I worked for a company in Dallas, in which I liked the people and enjoyed the work. We started with a small development team, but over a few years grew from 4 to 12 team members. As we grew, my role evolved into troubleshooting, maintenance and such, because of my skills in these areas. I became "indispensible" and when I experience burnout (like working 30 days straight) and wanted to resign after three years, I was offered work as a contractor on an hourly rate I couldn't turn down. And told I could go back into development work if I trained a replacement. Empty promises. I continued to be put into troubleshooting and maintenance roles because no one else had the desire or skill.
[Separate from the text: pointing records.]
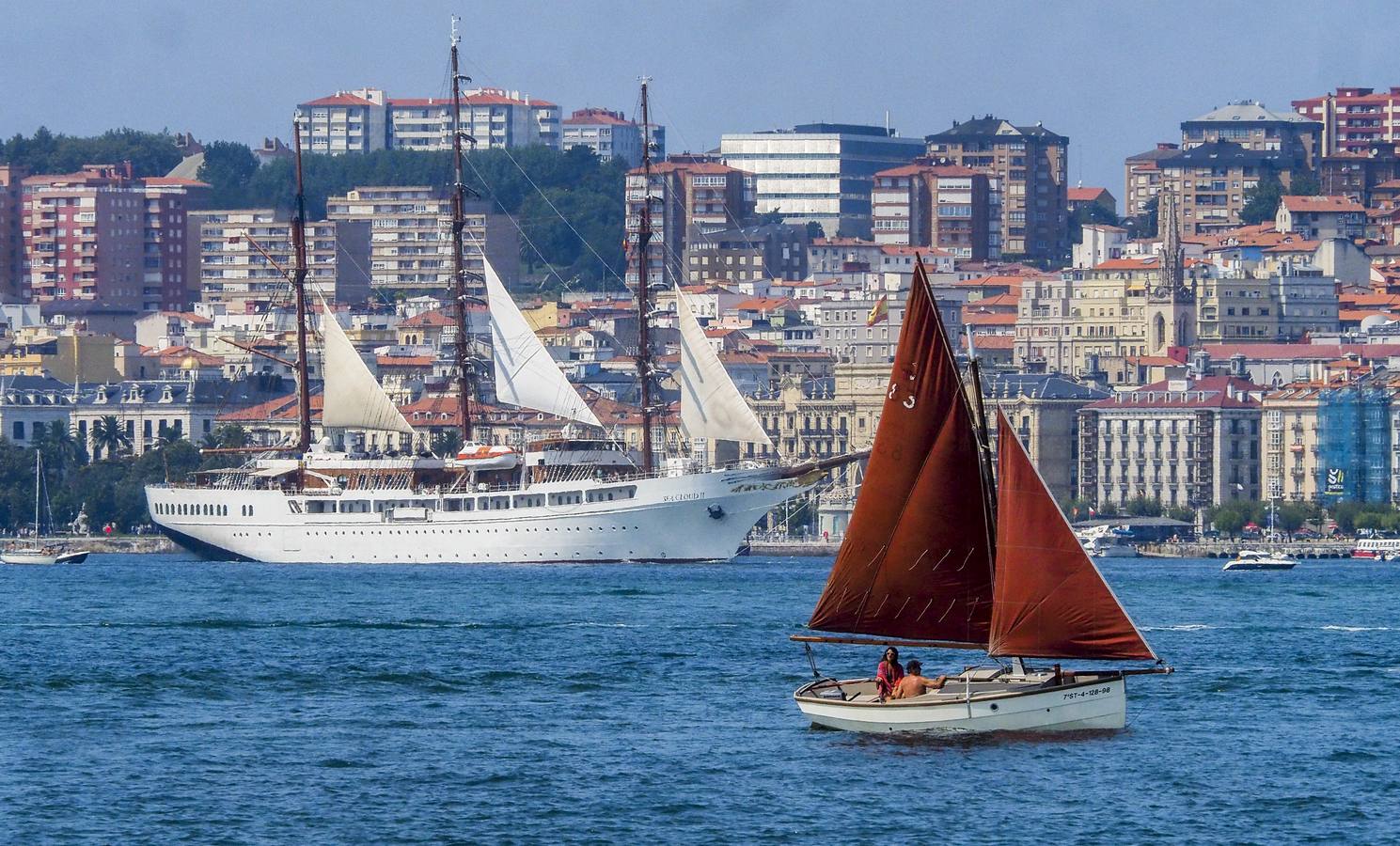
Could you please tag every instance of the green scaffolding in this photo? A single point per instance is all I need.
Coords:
(1354, 445)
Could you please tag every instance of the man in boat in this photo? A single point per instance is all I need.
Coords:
(915, 683)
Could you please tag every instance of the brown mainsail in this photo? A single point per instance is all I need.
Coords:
(918, 557)
(1049, 600)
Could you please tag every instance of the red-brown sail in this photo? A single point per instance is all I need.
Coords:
(918, 557)
(1049, 600)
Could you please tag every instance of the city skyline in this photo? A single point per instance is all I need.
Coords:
(1102, 85)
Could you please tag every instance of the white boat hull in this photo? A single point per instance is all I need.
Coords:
(687, 517)
(1090, 703)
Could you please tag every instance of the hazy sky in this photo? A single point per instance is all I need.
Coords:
(1114, 76)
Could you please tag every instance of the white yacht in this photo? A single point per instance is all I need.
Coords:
(1256, 559)
(561, 500)
(1107, 540)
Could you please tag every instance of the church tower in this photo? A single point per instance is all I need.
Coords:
(1171, 305)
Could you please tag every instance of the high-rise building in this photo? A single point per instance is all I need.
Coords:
(687, 195)
(367, 119)
(411, 239)
(927, 205)
(493, 118)
(610, 134)
(1253, 126)
(1142, 180)
(11, 237)
(103, 245)
(245, 252)
(1354, 119)
(818, 173)
(1032, 165)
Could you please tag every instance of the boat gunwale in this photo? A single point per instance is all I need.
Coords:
(1107, 675)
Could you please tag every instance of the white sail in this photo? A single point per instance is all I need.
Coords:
(352, 397)
(526, 374)
(710, 405)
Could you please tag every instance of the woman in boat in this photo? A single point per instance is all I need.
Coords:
(888, 674)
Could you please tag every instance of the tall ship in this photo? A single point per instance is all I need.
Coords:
(570, 499)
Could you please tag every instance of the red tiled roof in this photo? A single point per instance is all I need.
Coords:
(1306, 352)
(1323, 203)
(339, 99)
(1087, 195)
(1151, 263)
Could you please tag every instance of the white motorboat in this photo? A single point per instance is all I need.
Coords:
(1256, 559)
(996, 569)
(1107, 540)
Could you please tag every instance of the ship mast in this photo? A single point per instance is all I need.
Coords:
(643, 294)
(460, 351)
(298, 285)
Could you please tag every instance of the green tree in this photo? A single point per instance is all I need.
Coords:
(446, 443)
(1262, 200)
(228, 168)
(1141, 506)
(109, 437)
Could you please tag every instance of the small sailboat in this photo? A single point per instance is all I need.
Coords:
(941, 555)
(40, 551)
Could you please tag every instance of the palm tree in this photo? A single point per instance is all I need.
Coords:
(109, 436)
(60, 447)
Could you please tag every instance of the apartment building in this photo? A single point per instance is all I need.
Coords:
(367, 119)
(610, 134)
(345, 122)
(411, 239)
(1319, 217)
(244, 255)
(1253, 126)
(1290, 445)
(818, 173)
(1208, 180)
(1354, 119)
(945, 206)
(493, 118)
(1030, 164)
(105, 246)
(1177, 442)
(689, 195)
(1045, 412)
(747, 254)
(1142, 177)
(11, 234)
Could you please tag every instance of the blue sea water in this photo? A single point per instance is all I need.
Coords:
(160, 699)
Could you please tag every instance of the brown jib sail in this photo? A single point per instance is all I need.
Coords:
(1050, 600)
(918, 557)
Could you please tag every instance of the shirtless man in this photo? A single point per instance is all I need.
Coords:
(915, 683)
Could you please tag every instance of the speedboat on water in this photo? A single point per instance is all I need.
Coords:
(994, 569)
(1108, 540)
(1256, 559)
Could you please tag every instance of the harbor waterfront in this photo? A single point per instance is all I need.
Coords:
(157, 697)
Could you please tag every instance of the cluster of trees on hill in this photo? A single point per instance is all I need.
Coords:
(109, 486)
(569, 205)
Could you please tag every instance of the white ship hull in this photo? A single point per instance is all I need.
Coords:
(686, 517)
(988, 706)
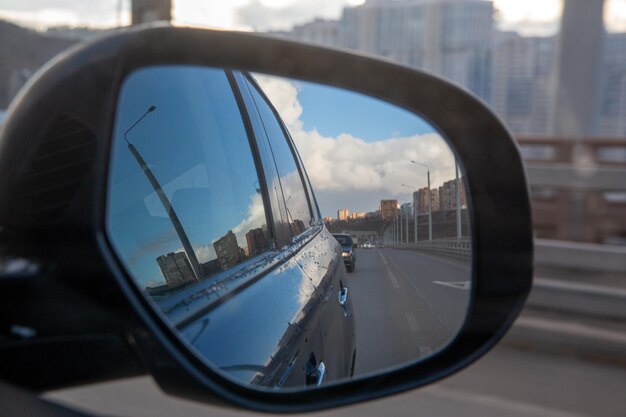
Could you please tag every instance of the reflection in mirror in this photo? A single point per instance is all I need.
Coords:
(276, 275)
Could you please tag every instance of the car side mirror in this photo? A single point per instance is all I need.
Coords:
(169, 231)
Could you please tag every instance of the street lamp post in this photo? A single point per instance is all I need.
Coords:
(430, 200)
(458, 201)
(182, 235)
(413, 187)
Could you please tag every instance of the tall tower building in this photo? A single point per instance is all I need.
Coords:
(576, 82)
(145, 11)
(176, 269)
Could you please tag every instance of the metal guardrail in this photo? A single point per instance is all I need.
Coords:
(571, 177)
(553, 253)
(585, 256)
(460, 248)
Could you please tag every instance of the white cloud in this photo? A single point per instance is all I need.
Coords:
(204, 253)
(349, 170)
(256, 218)
(263, 15)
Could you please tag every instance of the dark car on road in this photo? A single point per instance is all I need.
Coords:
(347, 250)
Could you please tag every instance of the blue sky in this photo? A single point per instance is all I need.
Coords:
(333, 111)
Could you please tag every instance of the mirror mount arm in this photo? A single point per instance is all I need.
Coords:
(182, 235)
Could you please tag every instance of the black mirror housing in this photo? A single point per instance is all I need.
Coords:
(54, 153)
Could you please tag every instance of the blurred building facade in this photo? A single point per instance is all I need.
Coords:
(519, 77)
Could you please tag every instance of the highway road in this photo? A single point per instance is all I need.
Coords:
(513, 380)
(507, 382)
(406, 304)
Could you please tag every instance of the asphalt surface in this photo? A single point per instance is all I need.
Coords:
(407, 305)
(506, 382)
(387, 288)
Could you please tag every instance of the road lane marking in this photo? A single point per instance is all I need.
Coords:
(392, 277)
(394, 281)
(461, 285)
(410, 318)
(425, 350)
(421, 296)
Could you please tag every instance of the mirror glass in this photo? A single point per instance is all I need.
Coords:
(291, 234)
Management continued to hire new developers and my skill set languished because I was the go to guy on legacy and proprietary systems. I finally made the decision after a few more years that the money wasn't worth it and moved from the big city to the country and found something much less stressful, even though the money is not as good. If the management of that company had keep to their promises, I would still be there.

Gochoa3664
Gochoa3664

I just rcvd my rvw. Same as last year: everything was a 5. (5 being the highest you can go). Nothing negative. I got a lousy % raise and no promotion while all my bosses friends got HUGE increases and promos. Im told Im the BEST EVER employee. Im the go to person for just about everything because I have a great repore w/other depts and unlike others here, I know how to research and find the answer. Supposedly, Im valued above all, but actions speak louder than words. Im really the Office Doormat. If someone doesnt want to do something, they throw it at me. Literally..I come back from a day off and there is trash on my desk, empty boxes waiting for me and that is just the tip. Im looking for a better job but the market here sucks. I have no choice but to stay until something better comes along. Im sick of giving 110% while all the other 80% givers get the pay, the promotions and pats on the back. GRRRRRRRR.